Pantanal: A beleza dos animais, a força do turismo e papel da mídia na conservação

Encontro dos turistas e animais são o carro-chefe do turismo e molda expectativa dos visitantes

Denise Soares

Pantanal: A beleza dos animais, a força do turismo e papel da mídia na conservação

Foto: Arte: Leiagora / Foto: Arquivo pessoal

Assuntos que envolvem o Pantanal estão sempre vindo à tona na mídia, em novelas e entrevistas. O bioma que ocupa parte da região Centro-Oeste do Brasil, nos estados do Mato Grosso e do Mato Grosso do Sul, próxima às fronteiras com a Bolívia e o Paraguai, atrai milhares de pessoas para o turismo de contemplação.

Mas qual a importância do Pantanal no turismo e qual o papel das pessoas e da mídia?
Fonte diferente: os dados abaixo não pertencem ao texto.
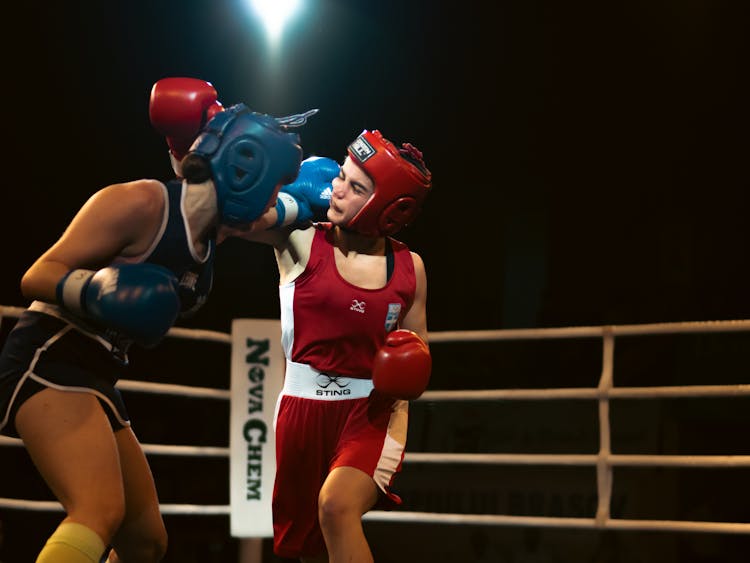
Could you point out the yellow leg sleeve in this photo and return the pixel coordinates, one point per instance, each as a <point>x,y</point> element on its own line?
<point>72,543</point>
Não há como negar: existe algum animal mais bonito do que uma onça-pintada ou mais encantador que uma ave sobrevoando os rios pantaneiros?

Para falar sobre esse tema, o Leiagora conversou com a pesquisadora e professora de jornalismo na Universidade do Estado de Mato Grosso (Unemat), Eveline Teixeira Baptistella.
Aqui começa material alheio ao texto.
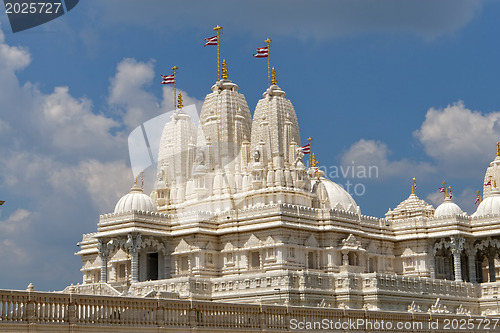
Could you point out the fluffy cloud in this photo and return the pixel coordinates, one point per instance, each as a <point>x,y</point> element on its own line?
<point>63,163</point>
<point>17,222</point>
<point>370,153</point>
<point>13,57</point>
<point>128,94</point>
<point>457,138</point>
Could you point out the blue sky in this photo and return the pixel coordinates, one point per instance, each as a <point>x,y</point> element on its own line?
<point>411,87</point>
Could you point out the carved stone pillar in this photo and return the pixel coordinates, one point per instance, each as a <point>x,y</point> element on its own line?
<point>345,258</point>
<point>471,255</point>
<point>457,246</point>
<point>103,250</point>
<point>133,245</point>
<point>432,262</point>
<point>491,265</point>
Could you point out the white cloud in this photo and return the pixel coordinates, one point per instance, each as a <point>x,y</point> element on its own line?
<point>74,128</point>
<point>16,223</point>
<point>370,153</point>
<point>13,57</point>
<point>459,139</point>
<point>128,94</point>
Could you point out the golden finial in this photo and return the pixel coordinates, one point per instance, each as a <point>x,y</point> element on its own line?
<point>268,42</point>
<point>273,78</point>
<point>224,69</point>
<point>180,101</point>
<point>175,68</point>
<point>217,29</point>
<point>310,155</point>
<point>314,163</point>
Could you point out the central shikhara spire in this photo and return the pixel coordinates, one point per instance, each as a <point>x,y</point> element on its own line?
<point>235,215</point>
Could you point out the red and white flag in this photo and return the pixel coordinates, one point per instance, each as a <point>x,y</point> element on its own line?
<point>305,149</point>
<point>168,79</point>
<point>262,52</point>
<point>211,41</point>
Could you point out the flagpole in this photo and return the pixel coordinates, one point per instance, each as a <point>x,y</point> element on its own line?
<point>175,86</point>
<point>217,28</point>
<point>310,149</point>
<point>268,41</point>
Leia a entrevista na íntegra:    
  
Leiagora Você tem uma vasta experiência com o Pantanal. Em uma delas, fala sobre a contribuição dos animais no turismo mato-grossense. Fale um pouco sobre isso.
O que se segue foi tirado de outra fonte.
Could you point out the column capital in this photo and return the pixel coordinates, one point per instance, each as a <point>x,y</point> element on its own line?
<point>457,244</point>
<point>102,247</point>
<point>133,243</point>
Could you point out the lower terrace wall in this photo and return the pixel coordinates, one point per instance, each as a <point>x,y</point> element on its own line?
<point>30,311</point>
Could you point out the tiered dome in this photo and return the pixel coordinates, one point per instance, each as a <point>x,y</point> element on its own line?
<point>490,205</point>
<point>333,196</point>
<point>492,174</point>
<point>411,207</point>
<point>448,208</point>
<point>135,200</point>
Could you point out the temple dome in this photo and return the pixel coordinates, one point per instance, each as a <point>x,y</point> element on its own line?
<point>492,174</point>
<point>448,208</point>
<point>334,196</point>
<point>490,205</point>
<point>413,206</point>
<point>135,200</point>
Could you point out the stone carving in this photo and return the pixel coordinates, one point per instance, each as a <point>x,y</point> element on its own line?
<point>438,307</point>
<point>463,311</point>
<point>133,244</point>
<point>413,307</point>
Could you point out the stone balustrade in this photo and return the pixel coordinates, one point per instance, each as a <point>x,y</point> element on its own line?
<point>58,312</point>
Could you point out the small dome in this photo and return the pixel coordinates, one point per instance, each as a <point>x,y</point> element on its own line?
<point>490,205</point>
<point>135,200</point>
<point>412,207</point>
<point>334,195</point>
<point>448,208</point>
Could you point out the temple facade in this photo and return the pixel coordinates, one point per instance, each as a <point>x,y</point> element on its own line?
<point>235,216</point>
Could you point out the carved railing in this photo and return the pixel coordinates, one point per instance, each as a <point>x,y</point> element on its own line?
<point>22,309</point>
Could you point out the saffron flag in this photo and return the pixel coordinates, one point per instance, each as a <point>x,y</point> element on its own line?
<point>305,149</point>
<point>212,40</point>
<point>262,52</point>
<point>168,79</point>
Eveline Baptistella - Venho desenvolvendo a pesquisa sobre as relações entre nós, humanos, e os outros animais já há uma década e o objetivo do trabalho no Pantanal foi investigar a representação dos animais na mídia e como isso impacta o turismo na região. A pesquisa foi dividida em três etapas. Analisei documentários audiovisuais nacionais e internacionais sobre o bioma. Depois, elaborei um levantamento sobre a publicidade dos hotéis. Por fim, fiz uma pesquisa etnográfica na região de Poconé e Porto Jofre, acompanhando turistas do mundo todo, em diversas atividades. Os encontros com animais são o carro-chefe do turismo e foi possível verificar como a mídia molda as expectativas dos visitantes. Eles já têm um Pantanal criado na cabeça e buscam repetir experiências que viram em filmes, reportagens, postagens de redes sociais e propagandas. Quando um animal aparece de forma positiva, seja na publicidade, seja na imprensa, isso se reflete numa rede de proteção ampliada, pois a espécie passa a ser valorizada como atrativo turístico – ou seja, contribui economicamente para o setor.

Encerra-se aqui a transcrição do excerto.